Prosperity in the suburbs

The number of Americans living in prosperous urban ZIP codes has doubled since 2000, but the advances weren’t consistent across all large cities. Cities in the West saw the most improved well-being, but in 61 of the 100 largest cities, the number of prosperous ZIP codes plateaued or decreased. 

Despite economic improvements seen in urban areas, the suburbs are home to the most prosperity. 

“These ZIP codes capture much of the wealth generated in the country’s metropolitan hubs,” according to the EIG researchers. “Fully two-thirds of all suburban ZIP codes in the United States rank as prosperous or comfortable on the DCI.”

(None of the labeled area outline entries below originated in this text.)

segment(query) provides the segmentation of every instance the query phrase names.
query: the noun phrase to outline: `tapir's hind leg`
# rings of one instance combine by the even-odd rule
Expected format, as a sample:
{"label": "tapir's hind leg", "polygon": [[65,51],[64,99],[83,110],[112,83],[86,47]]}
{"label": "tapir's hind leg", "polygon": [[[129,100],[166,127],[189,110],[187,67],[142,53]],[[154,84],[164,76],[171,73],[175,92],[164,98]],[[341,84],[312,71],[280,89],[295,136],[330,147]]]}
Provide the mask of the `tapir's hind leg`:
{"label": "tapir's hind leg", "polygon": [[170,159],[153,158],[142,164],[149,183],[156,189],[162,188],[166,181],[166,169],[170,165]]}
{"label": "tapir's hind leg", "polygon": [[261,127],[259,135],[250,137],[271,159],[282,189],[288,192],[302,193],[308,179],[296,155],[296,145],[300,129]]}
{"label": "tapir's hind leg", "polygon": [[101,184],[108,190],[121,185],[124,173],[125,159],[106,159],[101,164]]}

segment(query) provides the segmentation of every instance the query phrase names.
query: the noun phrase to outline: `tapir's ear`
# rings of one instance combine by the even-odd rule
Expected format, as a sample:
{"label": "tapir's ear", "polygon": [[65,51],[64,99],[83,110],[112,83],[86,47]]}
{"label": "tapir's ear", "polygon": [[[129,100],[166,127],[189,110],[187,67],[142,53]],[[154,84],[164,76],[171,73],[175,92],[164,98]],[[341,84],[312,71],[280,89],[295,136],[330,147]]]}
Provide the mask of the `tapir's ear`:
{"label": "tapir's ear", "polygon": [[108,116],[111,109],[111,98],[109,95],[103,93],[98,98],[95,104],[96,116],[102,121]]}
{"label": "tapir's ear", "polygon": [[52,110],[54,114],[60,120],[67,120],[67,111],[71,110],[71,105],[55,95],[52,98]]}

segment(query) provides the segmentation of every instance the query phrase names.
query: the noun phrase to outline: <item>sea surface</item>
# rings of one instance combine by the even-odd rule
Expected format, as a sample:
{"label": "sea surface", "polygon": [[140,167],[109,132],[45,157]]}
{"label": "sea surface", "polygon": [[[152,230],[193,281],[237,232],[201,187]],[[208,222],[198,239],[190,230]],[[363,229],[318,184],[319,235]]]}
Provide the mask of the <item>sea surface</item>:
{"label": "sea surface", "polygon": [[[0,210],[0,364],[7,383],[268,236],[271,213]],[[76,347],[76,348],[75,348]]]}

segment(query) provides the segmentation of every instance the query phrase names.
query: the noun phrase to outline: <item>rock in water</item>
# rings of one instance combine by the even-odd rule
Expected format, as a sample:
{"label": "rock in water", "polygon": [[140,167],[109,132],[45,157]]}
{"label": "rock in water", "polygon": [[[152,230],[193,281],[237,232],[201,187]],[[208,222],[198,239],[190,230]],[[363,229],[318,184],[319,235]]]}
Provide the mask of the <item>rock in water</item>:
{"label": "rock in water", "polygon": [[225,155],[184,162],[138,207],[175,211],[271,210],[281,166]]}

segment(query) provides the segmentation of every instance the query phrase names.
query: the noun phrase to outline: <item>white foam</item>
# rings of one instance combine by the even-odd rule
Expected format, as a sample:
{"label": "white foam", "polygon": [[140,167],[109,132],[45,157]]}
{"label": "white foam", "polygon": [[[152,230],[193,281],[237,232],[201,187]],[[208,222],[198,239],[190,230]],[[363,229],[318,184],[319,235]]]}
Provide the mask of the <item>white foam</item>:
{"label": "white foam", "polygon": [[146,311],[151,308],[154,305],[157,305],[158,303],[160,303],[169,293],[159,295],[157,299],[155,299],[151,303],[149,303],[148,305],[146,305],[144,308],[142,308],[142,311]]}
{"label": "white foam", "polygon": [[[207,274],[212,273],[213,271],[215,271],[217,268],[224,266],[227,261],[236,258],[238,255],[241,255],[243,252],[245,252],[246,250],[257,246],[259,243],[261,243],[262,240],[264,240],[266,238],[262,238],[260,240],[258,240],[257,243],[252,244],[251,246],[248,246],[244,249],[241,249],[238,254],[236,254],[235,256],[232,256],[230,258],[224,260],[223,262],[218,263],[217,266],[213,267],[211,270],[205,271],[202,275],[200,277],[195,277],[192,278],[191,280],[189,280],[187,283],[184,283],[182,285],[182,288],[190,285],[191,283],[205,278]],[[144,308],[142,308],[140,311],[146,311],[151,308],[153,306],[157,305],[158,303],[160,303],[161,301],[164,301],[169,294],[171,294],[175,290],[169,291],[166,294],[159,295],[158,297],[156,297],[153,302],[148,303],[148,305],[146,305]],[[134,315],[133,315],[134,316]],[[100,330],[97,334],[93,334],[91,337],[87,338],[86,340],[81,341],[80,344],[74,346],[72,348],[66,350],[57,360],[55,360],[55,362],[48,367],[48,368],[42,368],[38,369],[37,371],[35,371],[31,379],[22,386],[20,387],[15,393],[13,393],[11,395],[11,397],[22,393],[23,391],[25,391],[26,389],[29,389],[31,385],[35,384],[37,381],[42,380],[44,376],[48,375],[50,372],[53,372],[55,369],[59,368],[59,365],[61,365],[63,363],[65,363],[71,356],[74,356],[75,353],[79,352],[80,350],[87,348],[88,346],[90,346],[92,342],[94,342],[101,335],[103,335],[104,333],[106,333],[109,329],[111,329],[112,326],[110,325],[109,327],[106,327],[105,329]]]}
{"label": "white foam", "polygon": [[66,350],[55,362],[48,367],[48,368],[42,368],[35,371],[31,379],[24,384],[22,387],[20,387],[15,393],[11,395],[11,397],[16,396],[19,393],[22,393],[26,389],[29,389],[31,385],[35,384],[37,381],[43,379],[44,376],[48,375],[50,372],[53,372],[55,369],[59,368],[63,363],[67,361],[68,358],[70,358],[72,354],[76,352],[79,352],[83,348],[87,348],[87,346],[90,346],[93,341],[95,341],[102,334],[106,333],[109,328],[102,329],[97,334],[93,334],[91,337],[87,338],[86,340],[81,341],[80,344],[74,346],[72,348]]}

In Houston and Phoenix — sprawling Sun Belt cities — much of the economic growth flows out to suburban areas and has done “little to lift many chronically distressed urban neighborhoods.”

West University Place may have the highest median income among Houston-area ZIP codes, but it doesn’t have the lowest — read, most prosperous — DCI index. Those ZIP codes are found in the region’s suburban areas.

Fresno (77545) and Missouri City (77489) in Fort Bend County are two of only 19 ZIP codes in the entire nation that are both prosperous and majority-Black. Of those 19 ZIP codes, 11 are in the Washington, D.C., area.

The population of the 77489 ZIP code in Missouri City, which has a DCI score of 15.5, is 70.5% Black or African American. The median annual income is $66,400 and about 60% of residents are employed in management and professional or sales and office jobs. Fresno has a DCI of 17.2 and 60.3% of residents are Black or African American. In 2000, the 77545 ZIP code had a DCI of 45.9, which is the mid-tier category of economic well-being. Most residents work in management and professional, sales and office or service industry jobs, and the median annual income is $79,900.